HANetf, Europe's first independent white-label UCITS ETF platform, has announced that its Future of Defence UCITS ETF (ticker: NATO) has reached a significant milestone, accumulating $508.65 million in assets under management (AUM). Launched in July 2023, the ETF provides investors with exposure to defence and cyber defence spending by NATO and NATO+ ally member states.
This ETF stands out for its unique “NATO screen,” which restricts investments to companies domiciled in NATO or allied nations. This strategy is designed to address the concerns of investors who might be wary of defence investing but recognize the importance of aligning with current geopolitical realities. By focusing on NATO countries, the ETF ensures its holdings do not include companies from nations that could potentially become adversaries to the alliance.
A recent HANetf survey of European wealth managers, highlighted in their Thematic & Digital Assets Review, revealed that 98% of investors believe the domicile of defence companies is crucial, and 94% consider defence investing to be compatible with ESG (Environmental, Social, and Governance) principles. This shows growing support for a more nuanced approach to defence investing amid rising global tensions.
The increasing instability in Europe and the Middle East has amplified the need for heightened defence spending. Historically, most European NATO members have fallen short of the 2%-of-GDP target for defence spending, with only 7 members meeting or exceeding it. However, this number is expected to rise to 23 members this year, indicating a shift in European defence priorities, which could benefit companies in the sector.
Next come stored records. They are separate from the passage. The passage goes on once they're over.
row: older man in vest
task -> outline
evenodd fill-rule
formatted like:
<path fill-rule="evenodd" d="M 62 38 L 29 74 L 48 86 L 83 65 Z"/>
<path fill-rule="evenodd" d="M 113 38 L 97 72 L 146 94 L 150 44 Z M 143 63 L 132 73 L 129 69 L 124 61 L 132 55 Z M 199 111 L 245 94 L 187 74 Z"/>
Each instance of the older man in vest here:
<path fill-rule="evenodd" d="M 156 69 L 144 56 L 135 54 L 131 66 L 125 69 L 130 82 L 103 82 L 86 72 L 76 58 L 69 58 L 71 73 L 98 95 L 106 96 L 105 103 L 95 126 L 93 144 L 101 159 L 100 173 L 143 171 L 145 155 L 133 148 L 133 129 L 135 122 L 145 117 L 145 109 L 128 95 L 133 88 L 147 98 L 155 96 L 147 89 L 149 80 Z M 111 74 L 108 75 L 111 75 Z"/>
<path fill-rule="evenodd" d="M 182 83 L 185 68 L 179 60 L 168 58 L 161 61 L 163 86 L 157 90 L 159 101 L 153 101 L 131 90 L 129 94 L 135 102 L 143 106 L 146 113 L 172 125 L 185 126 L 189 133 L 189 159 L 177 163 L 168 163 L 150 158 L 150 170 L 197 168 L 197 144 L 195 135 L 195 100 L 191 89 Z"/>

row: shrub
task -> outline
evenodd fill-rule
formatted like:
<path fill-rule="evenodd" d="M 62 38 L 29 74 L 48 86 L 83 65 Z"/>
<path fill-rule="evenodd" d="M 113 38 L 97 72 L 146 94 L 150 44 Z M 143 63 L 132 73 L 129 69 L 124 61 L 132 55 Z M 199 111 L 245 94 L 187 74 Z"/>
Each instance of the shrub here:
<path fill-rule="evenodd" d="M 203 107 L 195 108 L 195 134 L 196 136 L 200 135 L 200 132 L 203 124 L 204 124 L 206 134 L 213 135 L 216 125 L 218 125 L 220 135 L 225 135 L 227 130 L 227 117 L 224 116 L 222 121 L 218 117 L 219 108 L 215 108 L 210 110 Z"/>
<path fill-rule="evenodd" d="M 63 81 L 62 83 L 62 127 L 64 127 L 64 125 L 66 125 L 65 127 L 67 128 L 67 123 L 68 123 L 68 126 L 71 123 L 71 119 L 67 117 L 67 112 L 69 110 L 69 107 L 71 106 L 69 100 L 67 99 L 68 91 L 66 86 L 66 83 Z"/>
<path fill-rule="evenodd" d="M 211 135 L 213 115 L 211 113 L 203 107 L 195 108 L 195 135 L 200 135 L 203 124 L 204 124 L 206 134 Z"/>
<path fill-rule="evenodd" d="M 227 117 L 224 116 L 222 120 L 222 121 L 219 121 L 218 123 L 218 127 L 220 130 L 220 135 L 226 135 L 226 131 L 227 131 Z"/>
With nearly $400 million in net new assets year-to-date, the Future of Defence UCITS ETF has attracted significant interest, reflecting strong investor appetite for defence-related investments. Notably, it has become the first UCITS ETF on the HANetf platform to surpass the half-billion AUM milestone, further solidifying its position in the market.
We are delighted to see NATO ETF exceed the $500 million AUM milestone just over a year since its launch. The ETF’s rapid growth demonstrates, in our view, changing attitudes among investors towards the defence theme. With geopolitical tensions in Europe and the Middle East, investors are beginning to recognise the crucial role that defence plays in protecting our society.
The ETF’s NATO screen sets it apart from its peers, ensuring that investors are gaining exposure to NATO and NATO+ ally domiciled defence companies, while avoiding companies operating in countries that could one day be adversaries to the alliance.
European NATO members are realising that the years of chronic underspending on defence have left them vulnerable, and doubling down on defence spending has become a necessity. Defence companies across Europe will have to step up to the mark, and expand their operations to address the shortages in ammunition and equipment.